Querying records on multiple XML Node elements

  • I can't help but wonder if it'd be faster (and easier) to use XPath/XQuery to get the results you want. A rough stab would be something like:

    Declare @nodename1 varchar(10) = 'e1'
    Declare @nodevalue1 varchar(10) = '404'
    Declare @nodename2 varchar(10) = 'e3'
    Declare @nodevalue2 varchar(10) = 'Yopapa'
    Select *
    From Test T
    Where T.xmlData.exist('/Data/*[local-name()=sql:variable("@nodename1") and text()=sql:variable("@nodevalue1")]') = 1
    And T.xmlData.exist('/Data/*[local-name()=sql:variable("@nodename2") and text()=sql:variable("@nodevalue2")]') = 1

    Doubtless the XML queries can be improved (combined maybe?)

  • andycadley - Sunday, October 14, 2018 8:08 AM

    I can't help but wonder if it'd be faster (and easier) to use XPath/XQuery to get the results you want. A rough stab would be something like:

    Declare @nodename1 varchar(10) = 'e1'
    Declare @nodevalue1 varchar(10) = '404'
    Declare @nodename2 varchar(10) = 'e3'
    Declare @nodevalue2 varchar(10) = 'Yopapa'
    Select *
    From Test T
    Where T.xmlData.exist('/Data/*[local-name()=sql:variable("@nodename1") and text()=sql:variable("@nodevalue1")]') = 1
    And T.xmlData.exist('/Data/*[local-name()=sql:variable("@nodename2") and text()=sql:variable("@nodevalue2")]') = 1

    Doubtless the XML queries can be improved (combined maybe?)

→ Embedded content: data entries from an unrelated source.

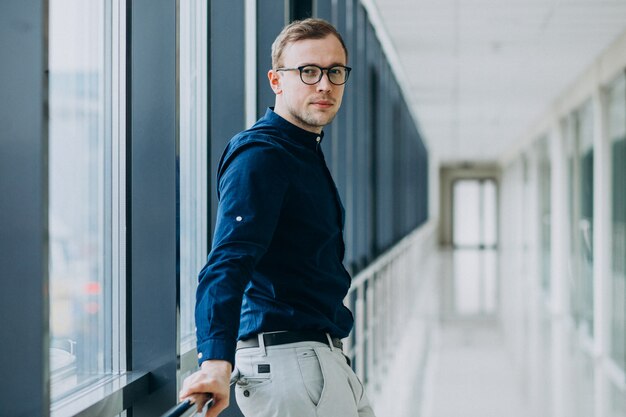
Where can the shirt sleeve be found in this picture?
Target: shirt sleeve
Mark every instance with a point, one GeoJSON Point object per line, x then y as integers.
{"type": "Point", "coordinates": [251, 188]}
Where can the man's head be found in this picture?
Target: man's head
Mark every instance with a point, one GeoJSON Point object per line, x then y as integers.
{"type": "Point", "coordinates": [302, 98]}
{"type": "Point", "coordinates": [300, 30]}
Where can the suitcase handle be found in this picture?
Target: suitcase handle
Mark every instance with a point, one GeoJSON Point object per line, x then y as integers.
{"type": "Point", "coordinates": [180, 409]}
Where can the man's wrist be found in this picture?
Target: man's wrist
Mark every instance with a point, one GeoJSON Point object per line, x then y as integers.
{"type": "Point", "coordinates": [217, 365]}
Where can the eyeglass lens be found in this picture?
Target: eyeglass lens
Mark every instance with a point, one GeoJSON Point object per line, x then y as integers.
{"type": "Point", "coordinates": [311, 74]}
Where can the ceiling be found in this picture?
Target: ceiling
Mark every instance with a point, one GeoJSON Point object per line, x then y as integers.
{"type": "Point", "coordinates": [480, 73]}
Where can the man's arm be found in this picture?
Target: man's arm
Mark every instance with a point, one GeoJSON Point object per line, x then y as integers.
{"type": "Point", "coordinates": [252, 186]}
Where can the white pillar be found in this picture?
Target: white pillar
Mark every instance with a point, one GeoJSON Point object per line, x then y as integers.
{"type": "Point", "coordinates": [602, 248]}
{"type": "Point", "coordinates": [559, 292]}
{"type": "Point", "coordinates": [250, 61]}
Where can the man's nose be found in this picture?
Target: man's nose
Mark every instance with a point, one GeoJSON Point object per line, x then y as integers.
{"type": "Point", "coordinates": [324, 84]}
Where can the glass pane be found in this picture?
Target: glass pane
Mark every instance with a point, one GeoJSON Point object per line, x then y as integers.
{"type": "Point", "coordinates": [474, 211]}
{"type": "Point", "coordinates": [466, 213]}
{"type": "Point", "coordinates": [584, 281]}
{"type": "Point", "coordinates": [617, 133]}
{"type": "Point", "coordinates": [488, 205]}
{"type": "Point", "coordinates": [79, 194]}
{"type": "Point", "coordinates": [474, 281]}
{"type": "Point", "coordinates": [579, 131]}
{"type": "Point", "coordinates": [193, 159]}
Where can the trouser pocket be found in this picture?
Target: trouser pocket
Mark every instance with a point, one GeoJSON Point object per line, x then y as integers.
{"type": "Point", "coordinates": [311, 373]}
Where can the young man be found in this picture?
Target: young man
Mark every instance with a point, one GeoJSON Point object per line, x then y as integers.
{"type": "Point", "coordinates": [274, 279]}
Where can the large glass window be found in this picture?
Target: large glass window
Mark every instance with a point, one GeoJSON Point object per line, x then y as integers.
{"type": "Point", "coordinates": [193, 158]}
{"type": "Point", "coordinates": [579, 131]}
{"type": "Point", "coordinates": [617, 134]}
{"type": "Point", "coordinates": [85, 192]}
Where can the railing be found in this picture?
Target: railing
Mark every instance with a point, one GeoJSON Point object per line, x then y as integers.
{"type": "Point", "coordinates": [383, 297]}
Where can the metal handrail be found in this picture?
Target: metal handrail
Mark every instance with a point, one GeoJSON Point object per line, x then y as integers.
{"type": "Point", "coordinates": [381, 298]}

    Well, I dunno which elements will be use to do the search in advance. I also don't know how many will be used. That's the entire reason to pass a table valued parameter to match any and all values sent in. If nothing is sent in, nothing will be returned, but that's a mistake - one shouldn't call the SP in the first place if no filtering is occuring.

    Speaking of performance, done some reading and if I understand correctly JSON performs better than XML even if XML index's are added! So I've kept solution ready with JSON as well. All that was needed is to use OPENJSON. Basically one line change in previous query with XML.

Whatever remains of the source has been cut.